Other methods can also be used to preserve foods; salting of fish and pork meat has been practicing since ancient times. As has the smoking or the use of chemicals in smoke such as creosote and formaldehyde.
Another major ingredient of preservation is sugar. Sugar should constitute 65 % of the weight of the final product to prevent bacterial growth once the product is heated. Vinegar is also a powerful preservative. Fermentation is the basis of preservation too. Another popular chemical preservative is Sodium benzoate of up to 0.1 percent or sulfur dioxide. Calcium propionate is also a baking preservative.
Fermenting is a method of preserving food which was discovered around 10, 000 BC. Fermentation is a process whereby fruits change into wine as a result of specific microbe action. Cabbage is fermented in salads like Kim Chi or sauerkraut. Microbes that cause the fermentation process to produce vitamins. So this method of food preservation adds to the nutritional value of food. Cheese is the result of fermenting milk. Bread is another popular fermented product, as is flour, water, sugar, milk, and other raw materials. Original raw materials used in the bread-making process include yeast along with natural materials so that sugar in the mixture changes and causes the bread to become edible.
Another method of preserving food invented by the Romans is pickling. Romans even made pickle sauce called garum from fish. Pickling involves keeping food in acids like vinegar.
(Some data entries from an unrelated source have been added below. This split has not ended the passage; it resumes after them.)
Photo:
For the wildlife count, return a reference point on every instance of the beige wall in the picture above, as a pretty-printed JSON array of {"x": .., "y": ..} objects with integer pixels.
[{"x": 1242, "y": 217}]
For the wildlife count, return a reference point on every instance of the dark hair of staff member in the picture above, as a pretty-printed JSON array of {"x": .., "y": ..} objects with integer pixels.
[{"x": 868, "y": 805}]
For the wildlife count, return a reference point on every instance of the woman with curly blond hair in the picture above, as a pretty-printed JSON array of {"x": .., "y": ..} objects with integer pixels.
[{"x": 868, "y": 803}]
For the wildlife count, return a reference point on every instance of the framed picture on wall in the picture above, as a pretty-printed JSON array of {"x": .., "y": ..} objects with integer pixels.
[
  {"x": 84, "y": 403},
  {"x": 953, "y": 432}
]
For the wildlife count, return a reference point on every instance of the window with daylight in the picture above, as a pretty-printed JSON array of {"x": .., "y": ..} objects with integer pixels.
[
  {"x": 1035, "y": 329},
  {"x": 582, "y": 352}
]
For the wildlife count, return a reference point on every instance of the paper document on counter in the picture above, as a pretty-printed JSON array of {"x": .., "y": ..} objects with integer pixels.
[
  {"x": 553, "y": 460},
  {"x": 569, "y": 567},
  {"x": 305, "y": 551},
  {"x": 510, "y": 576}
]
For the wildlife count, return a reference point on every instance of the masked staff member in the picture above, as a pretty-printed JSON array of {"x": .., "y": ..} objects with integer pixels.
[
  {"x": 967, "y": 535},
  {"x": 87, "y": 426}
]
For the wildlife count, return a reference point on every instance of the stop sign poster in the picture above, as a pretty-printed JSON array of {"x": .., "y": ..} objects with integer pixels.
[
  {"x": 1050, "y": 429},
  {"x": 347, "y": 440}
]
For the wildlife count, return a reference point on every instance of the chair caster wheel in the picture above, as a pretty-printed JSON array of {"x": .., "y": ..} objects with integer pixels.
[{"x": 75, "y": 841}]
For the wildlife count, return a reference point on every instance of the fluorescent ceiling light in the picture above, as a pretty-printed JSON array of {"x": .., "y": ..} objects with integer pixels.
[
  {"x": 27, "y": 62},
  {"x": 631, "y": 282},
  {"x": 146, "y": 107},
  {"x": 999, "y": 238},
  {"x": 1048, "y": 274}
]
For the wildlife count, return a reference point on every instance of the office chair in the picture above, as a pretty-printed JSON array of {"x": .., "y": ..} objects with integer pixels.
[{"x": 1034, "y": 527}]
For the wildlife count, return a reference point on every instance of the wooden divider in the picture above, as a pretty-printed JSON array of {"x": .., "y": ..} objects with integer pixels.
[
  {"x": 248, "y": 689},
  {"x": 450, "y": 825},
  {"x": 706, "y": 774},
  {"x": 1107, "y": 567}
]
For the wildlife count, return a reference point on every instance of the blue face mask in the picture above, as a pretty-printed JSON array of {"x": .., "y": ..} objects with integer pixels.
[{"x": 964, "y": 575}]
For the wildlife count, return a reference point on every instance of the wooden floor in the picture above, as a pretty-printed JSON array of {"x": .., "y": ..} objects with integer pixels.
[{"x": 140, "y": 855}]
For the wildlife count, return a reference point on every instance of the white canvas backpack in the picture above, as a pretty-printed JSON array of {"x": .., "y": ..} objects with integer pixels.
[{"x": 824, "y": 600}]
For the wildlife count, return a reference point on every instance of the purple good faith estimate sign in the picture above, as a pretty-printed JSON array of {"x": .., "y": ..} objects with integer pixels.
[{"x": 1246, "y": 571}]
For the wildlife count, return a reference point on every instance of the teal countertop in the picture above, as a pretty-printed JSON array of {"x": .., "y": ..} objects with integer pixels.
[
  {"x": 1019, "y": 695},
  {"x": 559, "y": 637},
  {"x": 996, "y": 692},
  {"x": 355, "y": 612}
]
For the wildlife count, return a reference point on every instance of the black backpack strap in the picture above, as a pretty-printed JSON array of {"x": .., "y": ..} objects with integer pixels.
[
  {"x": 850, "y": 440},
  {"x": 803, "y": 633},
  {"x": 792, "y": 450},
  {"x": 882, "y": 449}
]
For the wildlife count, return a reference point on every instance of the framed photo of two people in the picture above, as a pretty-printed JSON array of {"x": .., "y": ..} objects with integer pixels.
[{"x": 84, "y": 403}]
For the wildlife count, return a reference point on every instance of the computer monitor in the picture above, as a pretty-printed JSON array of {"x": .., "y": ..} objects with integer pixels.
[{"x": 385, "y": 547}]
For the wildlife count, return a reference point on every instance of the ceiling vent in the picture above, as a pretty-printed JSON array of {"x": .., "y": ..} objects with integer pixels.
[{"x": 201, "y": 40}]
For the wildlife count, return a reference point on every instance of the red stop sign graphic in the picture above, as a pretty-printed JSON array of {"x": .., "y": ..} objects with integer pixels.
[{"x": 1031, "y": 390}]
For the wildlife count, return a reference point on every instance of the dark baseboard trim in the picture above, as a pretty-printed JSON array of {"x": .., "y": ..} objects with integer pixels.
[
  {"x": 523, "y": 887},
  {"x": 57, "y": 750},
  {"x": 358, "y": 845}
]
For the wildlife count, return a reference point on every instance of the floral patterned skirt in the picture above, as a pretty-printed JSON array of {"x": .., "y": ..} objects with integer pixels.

So many popular foods were discovered on account of picklings such as ketchup, chutneys, mustards, and Worcester sauce. The latter was the result of fermentation in a chemist shop accidentally!
The earliest methods of curing food involved drying it. Salts were used by ancient cultures to desiccate food items. This includes rock salt, sea salt, spiced salt, and more. During the Middle Ages, curing was discovered to preserve the shelf life of meat. Meat is submerged in a salt solution called brine or injected into the meat. Preservation depends on brine temperature, salt concentration, and the presence of impurities.
Curing is used to make pickles out of cucumber, and olives. It is also used to make corned beef and honey-cured hams.
Salt preservation includes dry salting or brine curing. The origin of salt as a preservative can be traced to Ancient Egyptians who used salt to preserve food along with the mummy in burial rituals. The preservation of food became easier as mining of salt deposits from the sea, evaporating seawater, and brine from salt springs made salt available in vast amounts.
Jam and Jelly
Honey and sugar were also powerful preservatives. Fruits kept in honey were commonplace in ancient Greece. Romans used quince and honey to preserve the texture of food. Pickled foods came to the west from the Orient. In northern climates, where there is no sunlight to dry fruits adequately, preserves were made heating fruit with sugar.
Food preservation was not just a part of survival, but also a celebration of religious and social purpose. In certain ceremonial rites, preservation of food using smoking or fire drying was symbolic. During the 20th century, science changed the way food was preserved. Food preservation is as old as the history of mankind.
From prehistoric times to scholars of first century AD, food preservation has been recorded in every culture. In ancient Egypt, the drying of grains and storage in silos is the earliest written instance of food preservation. While fermentation, pickling, salting, and smoking along with drying were ancient methods of food preservation, freezing, irradiation and dehydration are the more modern ones.
What is remarkable is that drying and smoking food was traced as a practice to cultures in 6000 BC! Ancient Mesoamericans used salt to preserve food. With the advent of trading, preservation of food became critical. The first dehydrator for drying fruits and vegetables was discovered in France in 1795. Since then, food preservation has advanced to a point where food can be processed in hours using a powerful dehydrator. As mankind has evolved, so have methods of food preservation.